The holidays can be a time of much stress, but for kupuna, it can also be a time of deep depression.
Depression wears many disguises. It can reveal itself in mood changes and sadness or a decline in energy and more fatigue.
For seniors during the holidays, it can appear as if they have no interest in the season.
“It looks like stress and anxiety, and they’re short-tempered and irritable, and seeming to be really worried about every little detail,” said psychologist Dr. Allana Coffee. “That’s one way that we know a person is experiencing some depression or sadness.”
It’s important to understand, the Christmas holiday is not what causes the depression. During the holidays, kupuna tend to feel the absence of parents, siblings, and friends who have gone before them, and they worry about everyone.

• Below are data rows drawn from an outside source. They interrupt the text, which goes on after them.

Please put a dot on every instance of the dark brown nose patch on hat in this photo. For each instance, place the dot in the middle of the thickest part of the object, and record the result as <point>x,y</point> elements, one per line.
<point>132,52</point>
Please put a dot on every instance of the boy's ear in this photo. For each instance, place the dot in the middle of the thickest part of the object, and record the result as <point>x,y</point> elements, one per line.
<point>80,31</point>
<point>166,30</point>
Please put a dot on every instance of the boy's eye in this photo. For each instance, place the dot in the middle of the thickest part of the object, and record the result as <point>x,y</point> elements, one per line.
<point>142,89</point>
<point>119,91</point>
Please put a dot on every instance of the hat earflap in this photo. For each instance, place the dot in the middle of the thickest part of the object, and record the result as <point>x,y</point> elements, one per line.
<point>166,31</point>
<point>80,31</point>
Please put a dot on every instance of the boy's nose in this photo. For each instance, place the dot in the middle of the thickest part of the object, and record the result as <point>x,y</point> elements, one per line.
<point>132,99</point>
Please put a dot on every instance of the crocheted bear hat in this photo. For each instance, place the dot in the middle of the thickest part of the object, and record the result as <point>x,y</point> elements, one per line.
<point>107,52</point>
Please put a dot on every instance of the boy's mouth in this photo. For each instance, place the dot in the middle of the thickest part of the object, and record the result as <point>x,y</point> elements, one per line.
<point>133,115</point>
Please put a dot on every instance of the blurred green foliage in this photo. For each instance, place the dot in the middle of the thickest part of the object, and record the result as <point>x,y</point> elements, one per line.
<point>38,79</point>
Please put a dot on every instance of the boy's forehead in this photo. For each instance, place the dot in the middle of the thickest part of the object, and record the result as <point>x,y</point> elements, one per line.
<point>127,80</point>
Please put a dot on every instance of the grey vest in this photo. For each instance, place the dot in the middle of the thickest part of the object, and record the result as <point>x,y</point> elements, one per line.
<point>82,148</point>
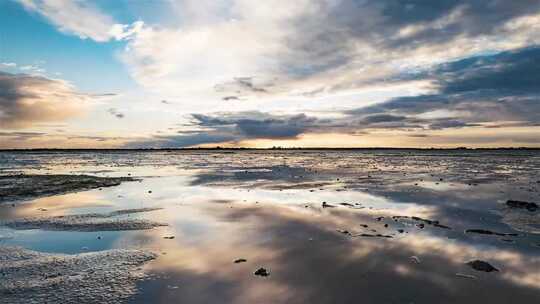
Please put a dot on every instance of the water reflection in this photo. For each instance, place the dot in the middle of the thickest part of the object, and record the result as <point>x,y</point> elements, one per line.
<point>267,209</point>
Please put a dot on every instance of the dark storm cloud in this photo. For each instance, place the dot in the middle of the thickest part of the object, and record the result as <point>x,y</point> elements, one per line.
<point>327,38</point>
<point>487,88</point>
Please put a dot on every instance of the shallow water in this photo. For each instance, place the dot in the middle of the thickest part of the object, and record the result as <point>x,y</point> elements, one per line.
<point>266,207</point>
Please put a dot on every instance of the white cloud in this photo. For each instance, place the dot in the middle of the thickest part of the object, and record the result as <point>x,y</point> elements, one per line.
<point>296,47</point>
<point>80,18</point>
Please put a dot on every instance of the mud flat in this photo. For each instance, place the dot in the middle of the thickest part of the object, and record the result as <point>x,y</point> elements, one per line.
<point>23,187</point>
<point>98,277</point>
<point>113,221</point>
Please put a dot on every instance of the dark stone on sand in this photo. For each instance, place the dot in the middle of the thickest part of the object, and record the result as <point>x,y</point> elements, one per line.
<point>343,231</point>
<point>375,235</point>
<point>522,205</point>
<point>262,272</point>
<point>326,205</point>
<point>489,232</point>
<point>481,266</point>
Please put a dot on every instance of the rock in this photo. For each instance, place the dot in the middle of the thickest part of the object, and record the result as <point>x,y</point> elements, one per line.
<point>28,186</point>
<point>489,232</point>
<point>522,205</point>
<point>262,272</point>
<point>326,205</point>
<point>343,231</point>
<point>481,266</point>
<point>415,259</point>
<point>86,222</point>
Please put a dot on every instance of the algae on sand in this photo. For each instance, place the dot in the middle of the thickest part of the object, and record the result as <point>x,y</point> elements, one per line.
<point>86,222</point>
<point>25,186</point>
<point>98,277</point>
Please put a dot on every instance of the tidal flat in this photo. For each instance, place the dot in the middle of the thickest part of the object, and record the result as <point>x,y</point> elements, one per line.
<point>270,226</point>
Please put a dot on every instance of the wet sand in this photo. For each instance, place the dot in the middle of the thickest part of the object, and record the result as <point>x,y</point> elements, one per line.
<point>294,226</point>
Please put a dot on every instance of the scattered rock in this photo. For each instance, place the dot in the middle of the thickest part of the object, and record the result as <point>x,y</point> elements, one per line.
<point>262,272</point>
<point>522,205</point>
<point>481,266</point>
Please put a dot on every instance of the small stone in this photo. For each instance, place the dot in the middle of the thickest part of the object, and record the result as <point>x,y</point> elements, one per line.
<point>262,272</point>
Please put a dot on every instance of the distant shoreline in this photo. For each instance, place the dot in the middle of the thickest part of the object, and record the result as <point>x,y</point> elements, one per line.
<point>267,149</point>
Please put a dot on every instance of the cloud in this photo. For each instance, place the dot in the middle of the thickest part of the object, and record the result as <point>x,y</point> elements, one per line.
<point>115,113</point>
<point>277,48</point>
<point>26,100</point>
<point>81,18</point>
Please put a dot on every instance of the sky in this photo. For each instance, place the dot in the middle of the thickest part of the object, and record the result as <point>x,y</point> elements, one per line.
<point>244,73</point>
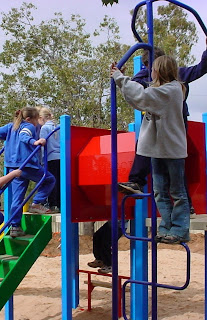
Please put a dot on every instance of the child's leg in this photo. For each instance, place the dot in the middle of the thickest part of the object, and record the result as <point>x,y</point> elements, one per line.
<point>161,194</point>
<point>45,188</point>
<point>19,188</point>
<point>181,211</point>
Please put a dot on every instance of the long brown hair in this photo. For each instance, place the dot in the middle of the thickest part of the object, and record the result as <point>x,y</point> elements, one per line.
<point>166,71</point>
<point>26,112</point>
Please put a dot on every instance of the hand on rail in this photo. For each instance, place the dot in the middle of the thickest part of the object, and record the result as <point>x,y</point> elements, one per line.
<point>11,175</point>
<point>113,68</point>
<point>41,141</point>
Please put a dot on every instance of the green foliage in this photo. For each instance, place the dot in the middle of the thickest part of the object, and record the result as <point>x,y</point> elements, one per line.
<point>172,32</point>
<point>55,64</point>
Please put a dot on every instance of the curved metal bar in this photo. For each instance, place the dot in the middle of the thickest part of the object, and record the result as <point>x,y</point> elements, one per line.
<point>194,12</point>
<point>180,4</point>
<point>7,224</point>
<point>134,16</point>
<point>158,285</point>
<point>134,48</point>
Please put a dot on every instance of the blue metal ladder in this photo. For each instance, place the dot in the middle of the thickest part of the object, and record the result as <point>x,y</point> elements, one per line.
<point>148,46</point>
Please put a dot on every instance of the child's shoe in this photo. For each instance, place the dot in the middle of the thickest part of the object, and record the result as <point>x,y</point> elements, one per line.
<point>192,213</point>
<point>105,269</point>
<point>96,264</point>
<point>39,208</point>
<point>17,232</point>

“There’s so much that our parents think about, and our grandparents still worry for us even though we’re adults, and then they worry about their grandchildren and great-grandchildren,” Coffee said. “They are full of their thoughts for us and their hopes for us.”
According to the National Institutes of Health, about 2 million kupuna suffer from full-blown depression with another 5 million suffering from less severe depression. Both are difficult to diagnose and often got untreated.
There are ways you can help.
“They don’t get visited very much because their kids are working or playing with our peers, our adult friends, so time is the most valuable thing I think we can give to our parents,” Coffee said.
If you can’t visit, give them a call, and don’t ignore or pretend problems don’t exist, and don’t overlook the need to seek professional help.
“We talk about it medically. We talk about it factually, and not so much personally because they feel judged,” Coffee said. “I know that the kupuna are very sensitive. They can feel judged by their children, ‘Don’t tell me what to do’ kind of a thing.”
Finally, don’t underestimate the power of human touch. A loving hug and embrace is a present money can never buy.